Non, l’OMS ne veut (toujours) pas enseigner la masturbation aux moins de 4 ans
Autrice : Lili Pillot, journaliste
Relecteur : Etienne Merle, journaliste
Liens d’intérêts ou fonctions politiques déclarés des intervenants à l’article : aucun
Secrétariat de rédaction : Antoine Mauvy, étudiant en droit à l’université Paris II Panthéon-Assas
Source : Post Facebook, le 29 juillet
Sur les réseaux sociaux, une théorie selon laquelle l’OMS voudrait imposer l’enseignement de la masturbation aux enfants de moins de 4 ans circule depuis 2014. Cette rumeur est fausse : l’institution onusienne a seulement fait des recommandations, sans jamais inciter à la masturbation.
Le bruit court depuis maintenant 10 ans : l’Organisation mondiale de la Santé (OMS) voudrait enseigner la masturbation aux enfants de moins de quatre ans. En 2024 encore, des internautes continuent de diffuser cette information, notamment sur le réseau social Facebook.
Sauf que cette théorie est fausse : comme l’ont déjà démontré nos confrères de Libération en 2018 puis de l’AFP en 2023, cette rumeur est une interprétation erronée de vraies recommandations, émises par l’OMS en 2010. Les Surligneurs mettent à leur tour la main à la pâte pour retracer l’origine et décrypter la longévité de cette fausse information.
Informer les professionnels
Tout commence avec la publication d’un dossier de recommandations, élaboré à la demande de l’OMS en 2008 et publié en 2010, intitulé « Standards pour l’éducation sexuelle en Europe ».
L’objectif du dossier est de proposer aux professionnels de l’éducation européens une approche « positive » de la sexualité, qui se veut basée sur le dialogue dès le plus jeune âge. « Pour améliorer le niveau global de santé sexuelle, il est essentiel de donner aux enfants et aux jeunes une éducation adéquate en matière de sexualité », détaille le rapport.
Le dossier précise que pour la tranche des 0 à 4 ans, les préconisations recommandent d’informer sur la grossesse, le fonctionnement du corps humain, la naissance, le droit à la sécurité et à la protection et la masturbation.
Mais non, l’OMS n’a pas incité, invité ou encore recommandé la masturbation pour les enfants de moins de quatre ans. Par contre, l’instance onusienne évoque bien le sujet, mais sous un angle différent de celui largement diffusé sur les réseaux sociaux et parfois dans les médias.
Suite à cette publication, les critiques et les déformations commencent pourtant à émerger. En 2014, un mouvement de parents inquiets provoque le retrait de l’école de plusieurs élèves, écrivait Libération. À l’époque, des SMS circulent, affirmant, à tort, que des cours de masturbation sont dispensés dans certaines écoles maternelles.
Face aux critiques, l’OMS rappelle que ce rapport « est destiné aux professionnels (les professeurs et éducateurs), qui doivent être informés sur la variété des phénomènes naturels dans le développement psychosexuel des enfants, y compris, donc sur la masturbation infantile et les « jeux du docteur » « .

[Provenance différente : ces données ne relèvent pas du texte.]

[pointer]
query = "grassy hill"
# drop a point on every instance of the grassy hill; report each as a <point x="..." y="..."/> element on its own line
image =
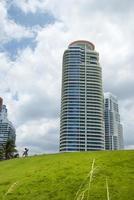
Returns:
<point x="69" y="176"/>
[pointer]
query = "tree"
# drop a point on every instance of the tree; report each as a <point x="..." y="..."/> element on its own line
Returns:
<point x="8" y="150"/>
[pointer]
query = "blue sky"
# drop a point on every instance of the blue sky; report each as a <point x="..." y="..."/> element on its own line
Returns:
<point x="33" y="37"/>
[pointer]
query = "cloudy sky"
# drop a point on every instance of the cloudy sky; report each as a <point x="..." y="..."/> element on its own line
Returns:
<point x="33" y="37"/>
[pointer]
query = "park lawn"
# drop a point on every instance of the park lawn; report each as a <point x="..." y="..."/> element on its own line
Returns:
<point x="68" y="176"/>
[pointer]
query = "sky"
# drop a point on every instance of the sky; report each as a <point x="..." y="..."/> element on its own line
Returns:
<point x="33" y="37"/>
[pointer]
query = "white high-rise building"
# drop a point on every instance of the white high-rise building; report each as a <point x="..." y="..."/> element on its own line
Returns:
<point x="113" y="127"/>
<point x="82" y="104"/>
<point x="7" y="130"/>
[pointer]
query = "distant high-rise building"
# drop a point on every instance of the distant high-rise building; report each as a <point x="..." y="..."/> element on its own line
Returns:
<point x="82" y="104"/>
<point x="7" y="131"/>
<point x="113" y="127"/>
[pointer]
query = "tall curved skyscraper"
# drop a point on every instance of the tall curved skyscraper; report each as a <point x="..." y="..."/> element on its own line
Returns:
<point x="82" y="110"/>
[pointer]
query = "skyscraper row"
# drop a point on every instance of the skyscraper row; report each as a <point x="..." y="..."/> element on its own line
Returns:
<point x="7" y="130"/>
<point x="82" y="126"/>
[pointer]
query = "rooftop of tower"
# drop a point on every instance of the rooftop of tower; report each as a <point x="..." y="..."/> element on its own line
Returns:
<point x="83" y="42"/>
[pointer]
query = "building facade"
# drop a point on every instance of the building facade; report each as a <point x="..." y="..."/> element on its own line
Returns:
<point x="113" y="127"/>
<point x="82" y="103"/>
<point x="7" y="130"/>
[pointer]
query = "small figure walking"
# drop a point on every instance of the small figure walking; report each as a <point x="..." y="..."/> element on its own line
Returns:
<point x="25" y="153"/>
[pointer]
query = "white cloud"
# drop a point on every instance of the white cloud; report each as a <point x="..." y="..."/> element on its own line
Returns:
<point x="36" y="74"/>
<point x="9" y="29"/>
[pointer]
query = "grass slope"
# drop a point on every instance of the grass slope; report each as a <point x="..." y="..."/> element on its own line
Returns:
<point x="61" y="176"/>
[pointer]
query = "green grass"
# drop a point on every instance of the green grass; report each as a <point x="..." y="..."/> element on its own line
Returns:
<point x="61" y="176"/>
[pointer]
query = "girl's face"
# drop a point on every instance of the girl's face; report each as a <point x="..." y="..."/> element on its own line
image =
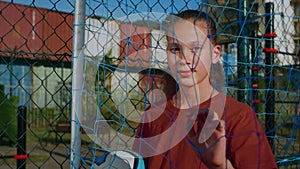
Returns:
<point x="190" y="53"/>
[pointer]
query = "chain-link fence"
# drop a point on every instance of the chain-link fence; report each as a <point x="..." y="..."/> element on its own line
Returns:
<point x="260" y="52"/>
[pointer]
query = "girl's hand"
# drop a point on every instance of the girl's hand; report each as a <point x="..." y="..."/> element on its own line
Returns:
<point x="211" y="148"/>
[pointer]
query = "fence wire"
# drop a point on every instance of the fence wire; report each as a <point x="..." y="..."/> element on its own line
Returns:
<point x="36" y="71"/>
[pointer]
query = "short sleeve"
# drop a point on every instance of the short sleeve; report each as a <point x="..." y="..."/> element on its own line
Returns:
<point x="247" y="142"/>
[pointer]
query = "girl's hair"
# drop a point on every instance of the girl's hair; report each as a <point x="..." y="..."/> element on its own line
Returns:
<point x="217" y="78"/>
<point x="196" y="16"/>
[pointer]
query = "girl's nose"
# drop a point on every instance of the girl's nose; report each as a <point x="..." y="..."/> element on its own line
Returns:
<point x="184" y="57"/>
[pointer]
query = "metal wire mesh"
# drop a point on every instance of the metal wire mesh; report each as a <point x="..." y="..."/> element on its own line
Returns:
<point x="36" y="61"/>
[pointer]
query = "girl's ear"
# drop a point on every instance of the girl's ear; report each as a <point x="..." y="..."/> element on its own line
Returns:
<point x="216" y="54"/>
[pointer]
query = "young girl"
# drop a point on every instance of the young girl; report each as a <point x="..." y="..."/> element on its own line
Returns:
<point x="210" y="130"/>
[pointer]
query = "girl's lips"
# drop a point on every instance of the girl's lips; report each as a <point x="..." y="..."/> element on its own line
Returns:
<point x="185" y="73"/>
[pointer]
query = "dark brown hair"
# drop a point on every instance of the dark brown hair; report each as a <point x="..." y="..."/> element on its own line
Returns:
<point x="195" y="16"/>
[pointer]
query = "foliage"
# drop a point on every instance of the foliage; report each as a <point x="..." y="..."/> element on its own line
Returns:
<point x="8" y="116"/>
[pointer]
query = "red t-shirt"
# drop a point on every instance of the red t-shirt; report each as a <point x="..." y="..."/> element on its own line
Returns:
<point x="247" y="145"/>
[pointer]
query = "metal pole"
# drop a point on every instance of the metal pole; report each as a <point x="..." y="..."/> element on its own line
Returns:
<point x="77" y="82"/>
<point x="243" y="51"/>
<point x="270" y="95"/>
<point x="21" y="155"/>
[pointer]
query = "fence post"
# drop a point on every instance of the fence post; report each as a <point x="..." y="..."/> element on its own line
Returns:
<point x="77" y="82"/>
<point x="269" y="50"/>
<point x="21" y="155"/>
<point x="243" y="51"/>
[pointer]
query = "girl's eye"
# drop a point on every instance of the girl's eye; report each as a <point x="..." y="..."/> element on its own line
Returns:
<point x="174" y="49"/>
<point x="197" y="48"/>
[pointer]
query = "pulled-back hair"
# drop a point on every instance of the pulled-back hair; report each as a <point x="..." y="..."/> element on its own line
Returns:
<point x="195" y="16"/>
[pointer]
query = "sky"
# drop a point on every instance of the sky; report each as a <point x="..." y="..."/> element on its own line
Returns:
<point x="114" y="7"/>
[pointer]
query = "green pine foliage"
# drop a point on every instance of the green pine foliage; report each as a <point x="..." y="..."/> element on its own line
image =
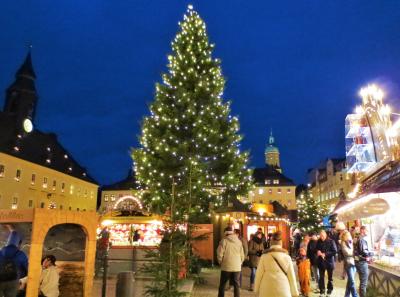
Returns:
<point x="310" y="213"/>
<point x="190" y="139"/>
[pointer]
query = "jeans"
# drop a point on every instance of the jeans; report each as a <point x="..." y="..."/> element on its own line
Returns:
<point x="321" y="283"/>
<point x="351" y="285"/>
<point x="9" y="288"/>
<point x="362" y="269"/>
<point x="314" y="269"/>
<point x="252" y="274"/>
<point x="225" y="277"/>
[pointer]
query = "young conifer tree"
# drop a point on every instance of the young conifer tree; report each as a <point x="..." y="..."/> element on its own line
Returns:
<point x="189" y="154"/>
<point x="310" y="213"/>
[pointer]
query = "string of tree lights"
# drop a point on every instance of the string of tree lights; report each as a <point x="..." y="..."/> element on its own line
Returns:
<point x="190" y="146"/>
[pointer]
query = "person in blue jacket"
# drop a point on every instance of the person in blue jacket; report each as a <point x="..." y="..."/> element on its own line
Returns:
<point x="13" y="265"/>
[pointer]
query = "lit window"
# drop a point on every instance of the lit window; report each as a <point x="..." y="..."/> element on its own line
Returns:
<point x="2" y="170"/>
<point x="18" y="175"/>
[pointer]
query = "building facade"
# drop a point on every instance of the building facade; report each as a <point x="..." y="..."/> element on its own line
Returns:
<point x="270" y="183"/>
<point x="36" y="171"/>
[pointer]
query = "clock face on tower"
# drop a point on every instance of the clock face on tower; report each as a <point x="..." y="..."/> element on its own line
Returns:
<point x="28" y="126"/>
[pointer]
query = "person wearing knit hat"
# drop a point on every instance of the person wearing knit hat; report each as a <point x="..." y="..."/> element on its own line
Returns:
<point x="230" y="256"/>
<point x="13" y="265"/>
<point x="275" y="275"/>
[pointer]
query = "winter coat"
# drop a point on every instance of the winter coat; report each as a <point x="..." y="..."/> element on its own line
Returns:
<point x="348" y="252"/>
<point x="328" y="247"/>
<point x="312" y="251"/>
<point x="18" y="257"/>
<point x="230" y="254"/>
<point x="271" y="281"/>
<point x="49" y="282"/>
<point x="255" y="252"/>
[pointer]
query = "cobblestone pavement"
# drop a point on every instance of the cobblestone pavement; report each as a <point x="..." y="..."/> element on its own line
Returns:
<point x="211" y="278"/>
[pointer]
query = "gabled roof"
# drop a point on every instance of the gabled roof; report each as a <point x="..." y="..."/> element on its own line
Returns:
<point x="268" y="172"/>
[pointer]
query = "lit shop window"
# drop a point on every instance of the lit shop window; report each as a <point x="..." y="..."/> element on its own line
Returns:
<point x="45" y="181"/>
<point x="18" y="175"/>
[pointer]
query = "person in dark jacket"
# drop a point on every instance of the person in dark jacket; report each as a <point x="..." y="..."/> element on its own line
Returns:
<point x="312" y="255"/>
<point x="13" y="265"/>
<point x="326" y="252"/>
<point x="362" y="256"/>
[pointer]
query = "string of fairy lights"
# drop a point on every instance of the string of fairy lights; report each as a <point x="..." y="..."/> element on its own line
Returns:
<point x="190" y="142"/>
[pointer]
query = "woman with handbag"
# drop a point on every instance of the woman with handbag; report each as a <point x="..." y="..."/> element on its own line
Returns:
<point x="256" y="248"/>
<point x="275" y="273"/>
<point x="346" y="245"/>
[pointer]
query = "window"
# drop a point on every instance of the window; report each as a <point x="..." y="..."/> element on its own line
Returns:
<point x="2" y="170"/>
<point x="18" y="175"/>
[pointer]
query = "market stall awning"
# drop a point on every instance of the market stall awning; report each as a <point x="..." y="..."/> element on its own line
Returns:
<point x="362" y="208"/>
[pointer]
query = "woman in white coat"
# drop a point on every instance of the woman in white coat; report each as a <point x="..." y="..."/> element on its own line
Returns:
<point x="275" y="274"/>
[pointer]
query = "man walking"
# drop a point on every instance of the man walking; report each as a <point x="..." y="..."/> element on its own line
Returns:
<point x="326" y="252"/>
<point x="230" y="256"/>
<point x="362" y="256"/>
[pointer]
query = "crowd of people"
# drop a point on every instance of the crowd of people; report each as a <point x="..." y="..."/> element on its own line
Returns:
<point x="271" y="267"/>
<point x="14" y="270"/>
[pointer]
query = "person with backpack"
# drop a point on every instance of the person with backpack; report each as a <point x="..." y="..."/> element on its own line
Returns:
<point x="13" y="265"/>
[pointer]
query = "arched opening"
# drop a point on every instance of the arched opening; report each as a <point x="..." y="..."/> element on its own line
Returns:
<point x="67" y="242"/>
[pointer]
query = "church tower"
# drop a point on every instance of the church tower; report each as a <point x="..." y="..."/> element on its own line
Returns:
<point x="272" y="154"/>
<point x="21" y="96"/>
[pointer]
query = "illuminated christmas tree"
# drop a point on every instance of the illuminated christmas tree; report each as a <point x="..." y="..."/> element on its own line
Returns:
<point x="189" y="155"/>
<point x="310" y="213"/>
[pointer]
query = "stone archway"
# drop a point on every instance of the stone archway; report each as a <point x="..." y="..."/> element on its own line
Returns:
<point x="43" y="221"/>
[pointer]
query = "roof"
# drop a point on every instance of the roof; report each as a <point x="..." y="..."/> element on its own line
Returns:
<point x="128" y="183"/>
<point x="39" y="148"/>
<point x="268" y="172"/>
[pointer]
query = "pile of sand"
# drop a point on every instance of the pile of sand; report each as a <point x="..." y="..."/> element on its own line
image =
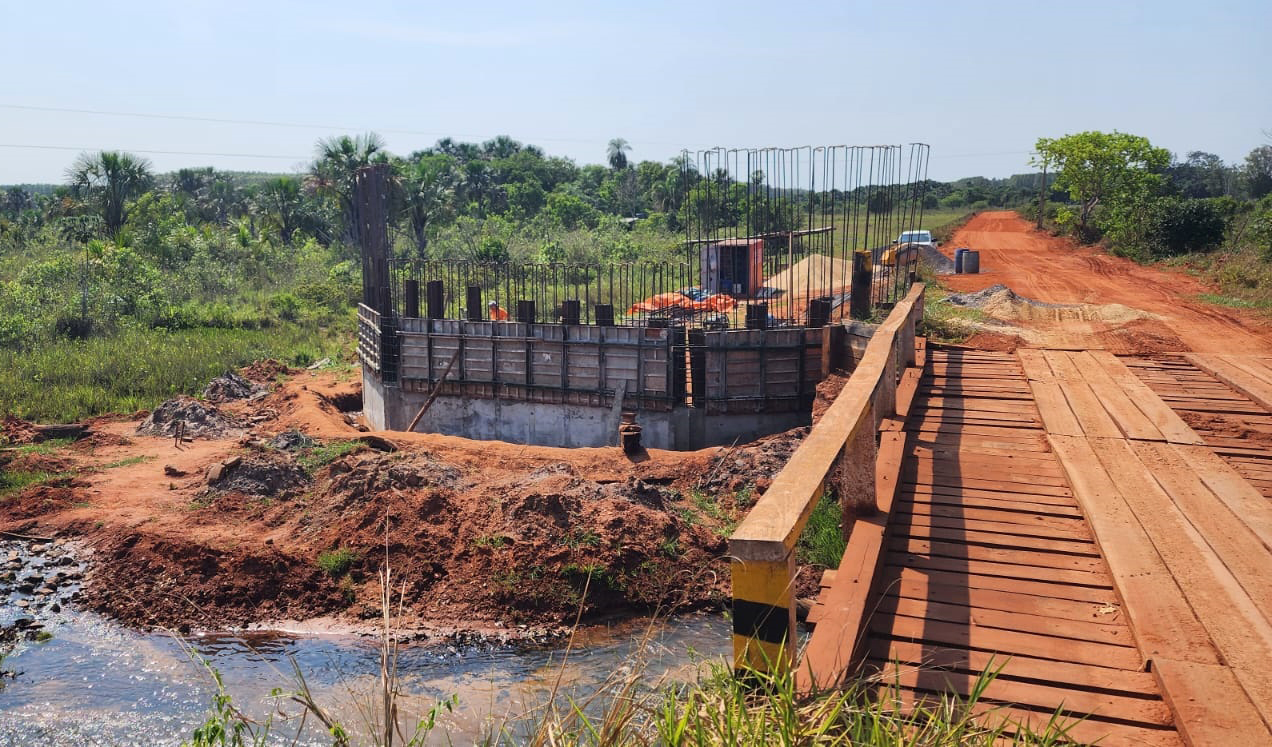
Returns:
<point x="1002" y="303"/>
<point x="813" y="276"/>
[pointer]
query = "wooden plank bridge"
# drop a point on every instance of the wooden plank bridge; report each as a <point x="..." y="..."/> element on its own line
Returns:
<point x="1050" y="514"/>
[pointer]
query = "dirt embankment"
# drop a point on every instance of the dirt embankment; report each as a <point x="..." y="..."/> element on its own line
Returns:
<point x="274" y="510"/>
<point x="1104" y="300"/>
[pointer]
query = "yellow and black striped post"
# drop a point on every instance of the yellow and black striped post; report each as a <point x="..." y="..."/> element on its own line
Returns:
<point x="763" y="614"/>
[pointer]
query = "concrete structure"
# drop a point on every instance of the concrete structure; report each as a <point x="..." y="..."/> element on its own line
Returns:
<point x="567" y="384"/>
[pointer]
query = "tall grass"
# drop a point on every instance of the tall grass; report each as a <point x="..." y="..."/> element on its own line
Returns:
<point x="138" y="368"/>
<point x="822" y="541"/>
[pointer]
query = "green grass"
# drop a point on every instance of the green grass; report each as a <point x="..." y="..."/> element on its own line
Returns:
<point x="822" y="542"/>
<point x="64" y="381"/>
<point x="491" y="541"/>
<point x="323" y="454"/>
<point x="19" y="480"/>
<point x="947" y="322"/>
<point x="127" y="462"/>
<point x="337" y="561"/>
<point x="46" y="447"/>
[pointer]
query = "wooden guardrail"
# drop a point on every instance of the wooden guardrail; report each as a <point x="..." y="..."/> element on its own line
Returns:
<point x="762" y="547"/>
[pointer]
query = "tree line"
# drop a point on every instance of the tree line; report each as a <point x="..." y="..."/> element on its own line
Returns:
<point x="1144" y="202"/>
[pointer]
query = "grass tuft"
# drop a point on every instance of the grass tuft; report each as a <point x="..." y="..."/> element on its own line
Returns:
<point x="337" y="561"/>
<point x="822" y="542"/>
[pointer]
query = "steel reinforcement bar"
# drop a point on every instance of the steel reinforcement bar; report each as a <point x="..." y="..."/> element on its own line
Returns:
<point x="762" y="549"/>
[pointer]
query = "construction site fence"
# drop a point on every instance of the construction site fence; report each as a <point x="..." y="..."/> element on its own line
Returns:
<point x="645" y="294"/>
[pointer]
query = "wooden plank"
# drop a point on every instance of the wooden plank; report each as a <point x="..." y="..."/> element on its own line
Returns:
<point x="1226" y="533"/>
<point x="1107" y="678"/>
<point x="1016" y="558"/>
<point x="1240" y="634"/>
<point x="922" y="588"/>
<point x="1009" y="538"/>
<point x="1210" y="705"/>
<point x="1067" y="728"/>
<point x="1004" y="521"/>
<point x="1114" y="400"/>
<point x="1016" y="620"/>
<point x="1127" y="708"/>
<point x="1010" y="570"/>
<point x="1053" y="409"/>
<point x="831" y="650"/>
<point x="973" y="580"/>
<point x="1167" y="421"/>
<point x="1034" y="365"/>
<point x="1008" y="642"/>
<point x="1086" y="406"/>
<point x="1230" y="488"/>
<point x="1160" y="616"/>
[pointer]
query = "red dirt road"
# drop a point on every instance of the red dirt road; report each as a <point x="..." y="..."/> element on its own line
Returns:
<point x="1043" y="267"/>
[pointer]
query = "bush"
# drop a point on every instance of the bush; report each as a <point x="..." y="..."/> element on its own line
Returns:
<point x="337" y="561"/>
<point x="1165" y="227"/>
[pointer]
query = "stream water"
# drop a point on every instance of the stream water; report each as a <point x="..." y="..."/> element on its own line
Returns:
<point x="96" y="682"/>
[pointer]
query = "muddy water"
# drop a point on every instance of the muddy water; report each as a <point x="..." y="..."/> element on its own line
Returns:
<point x="96" y="682"/>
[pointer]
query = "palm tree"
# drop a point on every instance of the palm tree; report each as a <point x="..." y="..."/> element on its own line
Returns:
<point x="617" y="153"/>
<point x="281" y="202"/>
<point x="335" y="171"/>
<point x="110" y="180"/>
<point x="428" y="187"/>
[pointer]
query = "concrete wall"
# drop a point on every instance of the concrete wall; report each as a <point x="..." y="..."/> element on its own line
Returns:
<point x="562" y="425"/>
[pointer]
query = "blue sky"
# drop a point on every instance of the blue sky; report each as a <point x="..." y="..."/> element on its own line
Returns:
<point x="980" y="82"/>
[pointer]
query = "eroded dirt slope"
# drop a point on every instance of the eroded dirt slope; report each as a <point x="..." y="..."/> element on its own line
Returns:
<point x="242" y="526"/>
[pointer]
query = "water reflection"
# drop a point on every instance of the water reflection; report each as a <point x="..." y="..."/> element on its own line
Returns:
<point x="98" y="684"/>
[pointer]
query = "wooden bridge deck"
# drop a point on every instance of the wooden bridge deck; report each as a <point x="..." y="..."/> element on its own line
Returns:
<point x="1053" y="514"/>
<point x="990" y="563"/>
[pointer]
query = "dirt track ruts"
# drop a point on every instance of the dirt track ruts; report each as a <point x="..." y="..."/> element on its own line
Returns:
<point x="1043" y="267"/>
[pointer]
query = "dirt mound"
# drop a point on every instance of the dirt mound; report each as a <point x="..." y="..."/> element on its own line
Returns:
<point x="1141" y="337"/>
<point x="1002" y="303"/>
<point x="291" y="440"/>
<point x="260" y="476"/>
<point x="229" y="387"/>
<point x="201" y="420"/>
<point x="15" y="430"/>
<point x="757" y="462"/>
<point x="935" y="260"/>
<point x="267" y="372"/>
<point x="149" y="580"/>
<point x="813" y="276"/>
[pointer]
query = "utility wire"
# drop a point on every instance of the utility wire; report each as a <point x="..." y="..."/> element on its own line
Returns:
<point x="155" y="152"/>
<point x="290" y="125"/>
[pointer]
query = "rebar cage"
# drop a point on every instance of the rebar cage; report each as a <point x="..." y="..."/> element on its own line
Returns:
<point x="774" y="237"/>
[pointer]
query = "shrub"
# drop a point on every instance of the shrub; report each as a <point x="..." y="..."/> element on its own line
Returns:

Simples recommandations aux États
Malgré les précisions, les démentis de l’OMS et les vérifications de médias, la fausse information continue de faire son chemin.
En 2017, un homme, qui se présente comme pédopsychiatre, réaffirme la même chose dans une vidéo qui deviendra virale sur YouTube, en ajoutant un brin de complotisme à la polémique, se rapprochant de la mouvance QAnon. « L’OMS ouvre la voie à la légalisation de la pédophilie », clamait-il dans l’enregistrement. Selon lui, l’OMS voudrait imposer les recommandations qu’il a faites en la matière aux États. Son discours resurgit en 2023, notamment sur Facebook.
Sauf qu’en plus d’être pure invention, l’OMS n’a de toute façon pas compétence pour légiférer au sein des États, y compris en droit pénal. Contactée par nos confrères de l’AFP, l’instance onusienne précisait qu’ »en ce qui concerne l’éducation sexuelle et toutes les autres questions, l’OMS ne donne pas d’instructions ou d’ordres aux pays sur ce qu’ils doivent faire. L’OMS fournit des guides pour les politiques et les programmes sur la base des résultats de la recherche et de l’expérience des programmes« . Les États étaient donc libres de suivre ou non ces recommandations.